WireGuard’s simplicity makes it easy to maintain, and MikroTik’s implementation is robust enough for production use. Whether you’re accessing your NAS, home automation, or simply want to browse securely on public Wi-Fi, this setup has you covered.

Frequently asked questions

What RouterOS version do I need for WireGuard on MikroTik?

You need MikroTik RouterOS 7.x or later, since WireGuard has been built in since RouterOS 7. The guide is tested on RouterOS 7.x with an RB5009 but applies to any MikroTik router with WireGuard support.

Why use a ULA prefix and NAT66 for IPv6 instead of global addresses?

VPN clients get private Unique Local Addresses (ULA) in the fd00::/8 range, which are guaranteed not to conflict with public IPv6 addresses. The router then NAT66-translates them to your ISP-assigned global IPv6 prefix when clients access the internet.

Why use a non-standard WireGuard port like 53537 instead of 51820?

Using a non-standard port instead of the default 51820 helps avoid automated scans targeting common VPN ports. Some networks also block standard VPN ports, so a high random port may offer better connectivity.

What is the difference between full tunnel and split tunnel?

Full tunnel (AllowedIPs = 0.0.0.0/0, ::/0) routes all traffic through the VPN, hiding your location but adding latency. Split tunnel routes only specific networks (like your home LAN) through the VPN, giving better performance for general internet use.
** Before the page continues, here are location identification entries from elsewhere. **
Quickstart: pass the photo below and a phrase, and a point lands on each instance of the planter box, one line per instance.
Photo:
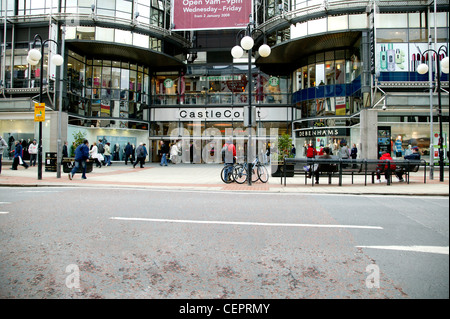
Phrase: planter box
(277, 170)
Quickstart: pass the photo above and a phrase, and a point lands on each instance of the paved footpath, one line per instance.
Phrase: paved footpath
(207, 177)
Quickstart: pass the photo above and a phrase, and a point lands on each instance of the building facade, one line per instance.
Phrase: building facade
(338, 70)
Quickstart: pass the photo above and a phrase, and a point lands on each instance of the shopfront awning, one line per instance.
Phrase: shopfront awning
(288, 56)
(103, 50)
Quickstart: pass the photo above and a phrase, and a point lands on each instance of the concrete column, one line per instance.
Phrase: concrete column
(369, 134)
(54, 130)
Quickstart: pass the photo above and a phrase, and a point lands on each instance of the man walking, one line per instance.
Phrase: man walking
(81, 158)
(164, 152)
(141, 154)
(3, 145)
(32, 150)
(128, 152)
(18, 159)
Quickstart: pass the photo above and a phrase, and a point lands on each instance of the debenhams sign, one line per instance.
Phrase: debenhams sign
(323, 132)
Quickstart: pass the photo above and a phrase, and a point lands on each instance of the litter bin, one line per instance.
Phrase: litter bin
(69, 162)
(51, 161)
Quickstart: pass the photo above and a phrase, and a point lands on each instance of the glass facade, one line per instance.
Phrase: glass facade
(107, 89)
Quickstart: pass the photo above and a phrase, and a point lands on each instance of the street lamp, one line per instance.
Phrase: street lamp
(444, 67)
(33, 58)
(237, 52)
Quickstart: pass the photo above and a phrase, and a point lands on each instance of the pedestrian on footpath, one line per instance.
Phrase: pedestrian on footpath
(323, 167)
(141, 154)
(95, 155)
(128, 151)
(81, 158)
(32, 149)
(164, 152)
(311, 153)
(3, 145)
(107, 154)
(18, 153)
(65, 152)
(414, 156)
(385, 158)
(174, 153)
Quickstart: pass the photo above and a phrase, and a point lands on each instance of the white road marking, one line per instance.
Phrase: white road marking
(207, 222)
(421, 249)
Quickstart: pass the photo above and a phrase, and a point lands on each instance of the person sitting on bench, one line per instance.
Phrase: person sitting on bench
(415, 156)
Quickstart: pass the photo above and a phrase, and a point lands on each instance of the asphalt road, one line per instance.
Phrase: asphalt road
(140, 243)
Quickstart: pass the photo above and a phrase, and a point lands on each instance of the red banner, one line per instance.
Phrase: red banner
(210, 14)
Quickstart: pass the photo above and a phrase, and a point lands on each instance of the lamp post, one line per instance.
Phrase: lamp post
(444, 67)
(33, 58)
(237, 52)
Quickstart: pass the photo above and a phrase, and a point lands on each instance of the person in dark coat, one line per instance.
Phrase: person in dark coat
(128, 153)
(141, 155)
(164, 152)
(414, 156)
(18, 153)
(81, 158)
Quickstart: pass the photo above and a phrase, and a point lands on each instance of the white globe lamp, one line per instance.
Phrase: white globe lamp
(264, 50)
(422, 68)
(445, 65)
(57, 60)
(237, 52)
(247, 43)
(35, 54)
(32, 62)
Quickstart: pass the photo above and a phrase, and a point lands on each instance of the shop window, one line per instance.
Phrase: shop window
(85, 33)
(392, 35)
(392, 20)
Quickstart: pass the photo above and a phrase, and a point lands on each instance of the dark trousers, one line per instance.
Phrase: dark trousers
(140, 160)
(77, 165)
(16, 163)
(33, 159)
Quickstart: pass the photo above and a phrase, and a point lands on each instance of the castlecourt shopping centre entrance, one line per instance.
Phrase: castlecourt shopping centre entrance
(151, 71)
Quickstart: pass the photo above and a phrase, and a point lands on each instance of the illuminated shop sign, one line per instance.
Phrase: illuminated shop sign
(323, 132)
(216, 114)
(210, 14)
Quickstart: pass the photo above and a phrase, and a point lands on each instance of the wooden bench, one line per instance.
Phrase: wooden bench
(339, 168)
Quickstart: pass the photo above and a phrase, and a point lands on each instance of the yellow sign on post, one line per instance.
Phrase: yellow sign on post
(39, 112)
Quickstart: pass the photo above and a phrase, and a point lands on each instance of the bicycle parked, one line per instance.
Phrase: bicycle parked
(227, 173)
(259, 172)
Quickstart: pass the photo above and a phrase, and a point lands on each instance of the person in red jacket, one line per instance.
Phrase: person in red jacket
(383, 166)
(310, 154)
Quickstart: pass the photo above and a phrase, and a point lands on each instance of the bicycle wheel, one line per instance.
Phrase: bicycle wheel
(263, 174)
(230, 172)
(255, 175)
(240, 174)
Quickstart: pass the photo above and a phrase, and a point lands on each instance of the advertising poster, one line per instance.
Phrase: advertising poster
(210, 14)
(402, 57)
(392, 57)
(340, 105)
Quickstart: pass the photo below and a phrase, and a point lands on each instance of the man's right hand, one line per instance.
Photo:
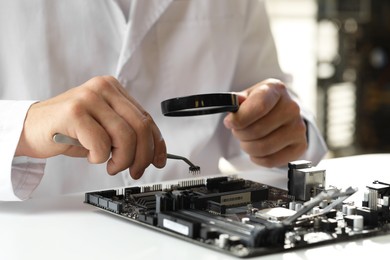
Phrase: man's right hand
(107, 121)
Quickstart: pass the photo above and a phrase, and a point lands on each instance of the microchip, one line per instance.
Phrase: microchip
(275, 214)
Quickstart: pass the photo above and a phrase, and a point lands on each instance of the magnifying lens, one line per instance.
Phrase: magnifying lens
(200, 104)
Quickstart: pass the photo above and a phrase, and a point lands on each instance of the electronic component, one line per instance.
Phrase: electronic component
(245, 218)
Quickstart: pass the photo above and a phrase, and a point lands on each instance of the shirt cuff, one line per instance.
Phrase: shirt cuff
(18, 176)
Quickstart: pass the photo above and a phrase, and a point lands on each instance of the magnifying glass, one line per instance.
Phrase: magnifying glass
(200, 104)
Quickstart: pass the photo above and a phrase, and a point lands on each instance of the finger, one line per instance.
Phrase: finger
(123, 138)
(284, 112)
(259, 102)
(145, 145)
(87, 130)
(160, 150)
(292, 134)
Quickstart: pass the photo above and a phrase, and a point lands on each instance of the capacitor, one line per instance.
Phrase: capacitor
(291, 205)
(351, 210)
(245, 220)
(298, 206)
(223, 240)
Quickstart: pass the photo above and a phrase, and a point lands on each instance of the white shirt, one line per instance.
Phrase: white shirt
(158, 50)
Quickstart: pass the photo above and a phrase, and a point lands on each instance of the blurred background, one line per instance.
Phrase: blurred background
(337, 52)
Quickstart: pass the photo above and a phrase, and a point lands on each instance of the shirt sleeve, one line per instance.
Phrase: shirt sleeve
(19, 176)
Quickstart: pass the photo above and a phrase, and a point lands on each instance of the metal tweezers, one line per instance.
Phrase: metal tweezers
(64, 139)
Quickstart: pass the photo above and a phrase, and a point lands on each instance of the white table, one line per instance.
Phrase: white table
(65, 228)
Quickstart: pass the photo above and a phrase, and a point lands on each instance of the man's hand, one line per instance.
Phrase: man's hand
(268, 124)
(108, 122)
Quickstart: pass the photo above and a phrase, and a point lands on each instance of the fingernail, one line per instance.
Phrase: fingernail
(161, 159)
(228, 124)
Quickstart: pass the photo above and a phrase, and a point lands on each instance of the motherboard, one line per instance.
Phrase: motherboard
(244, 218)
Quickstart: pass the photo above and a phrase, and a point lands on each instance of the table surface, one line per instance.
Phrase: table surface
(65, 228)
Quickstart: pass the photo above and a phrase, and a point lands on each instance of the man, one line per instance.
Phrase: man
(155, 50)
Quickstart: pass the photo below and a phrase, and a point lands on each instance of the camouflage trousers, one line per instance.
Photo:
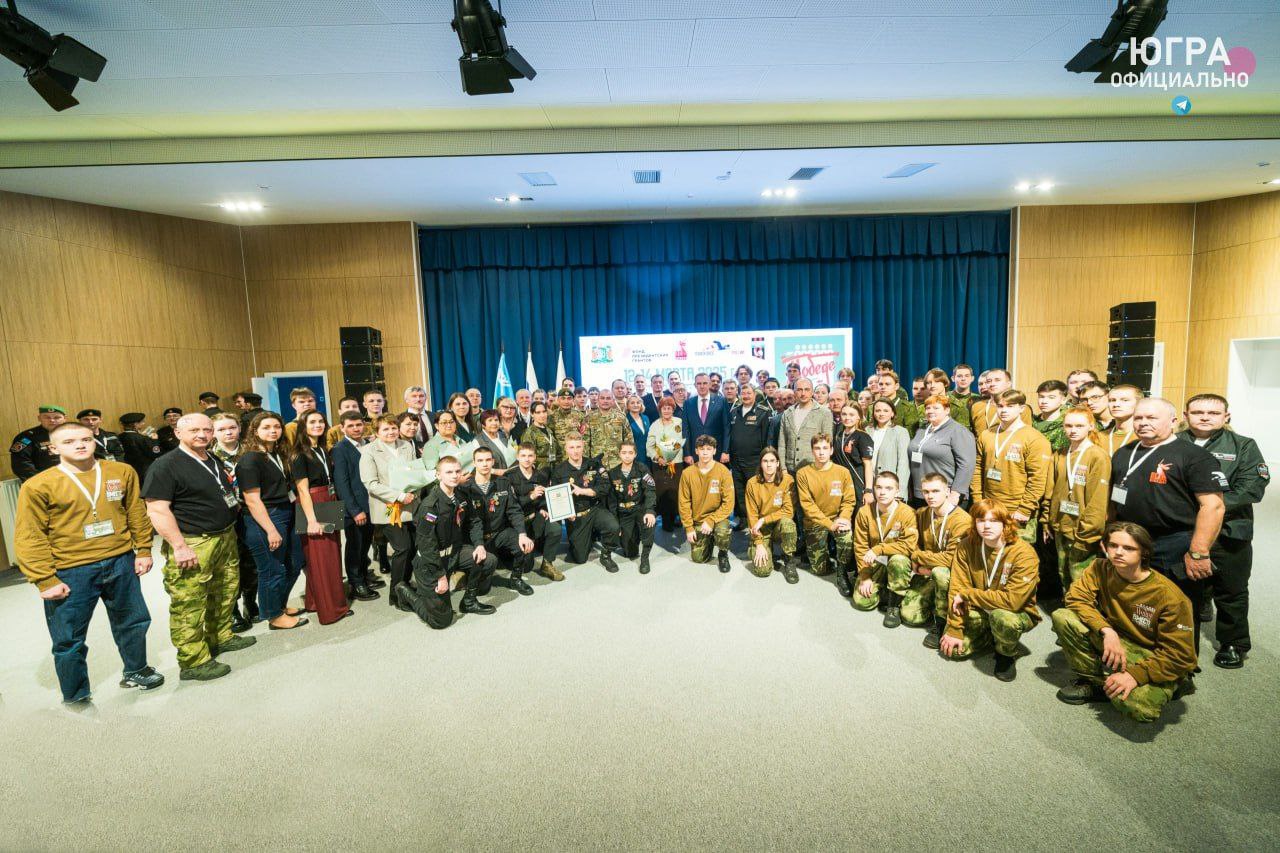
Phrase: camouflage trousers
(702, 548)
(784, 530)
(201, 598)
(816, 546)
(917, 591)
(1072, 560)
(997, 628)
(1083, 649)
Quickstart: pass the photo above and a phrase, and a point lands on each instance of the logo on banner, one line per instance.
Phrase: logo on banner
(818, 356)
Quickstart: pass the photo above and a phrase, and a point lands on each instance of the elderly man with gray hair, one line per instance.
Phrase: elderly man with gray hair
(1174, 489)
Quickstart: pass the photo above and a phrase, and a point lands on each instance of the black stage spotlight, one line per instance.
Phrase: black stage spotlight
(1133, 21)
(51, 64)
(488, 64)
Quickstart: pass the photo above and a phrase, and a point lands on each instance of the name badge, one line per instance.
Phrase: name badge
(99, 529)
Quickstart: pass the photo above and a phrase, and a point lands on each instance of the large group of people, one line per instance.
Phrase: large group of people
(945, 507)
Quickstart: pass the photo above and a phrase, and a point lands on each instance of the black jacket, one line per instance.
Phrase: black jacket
(1247, 473)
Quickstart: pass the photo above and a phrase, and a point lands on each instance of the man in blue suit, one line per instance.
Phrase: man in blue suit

Why is persistent-keepalive needed for WireGuard clients?

The persistent-keepalive=25s setting sends a keepalive packet every 25 seconds, maintaining the NAT translation for mobile devices behind NAT and allowing the server to send data to the client even when the client hasn't sent anything recently.

Does IPv6 over the VPN work if my ISP doesn't provide IPv6?

No global IPv6 internet access. NAT66 translates the client's ULA address to your ISP's global IPv6 prefix, so without an ISP prefix there is nothing to translate to. The tunnel itself still carries IPv6 between client and router, but no further.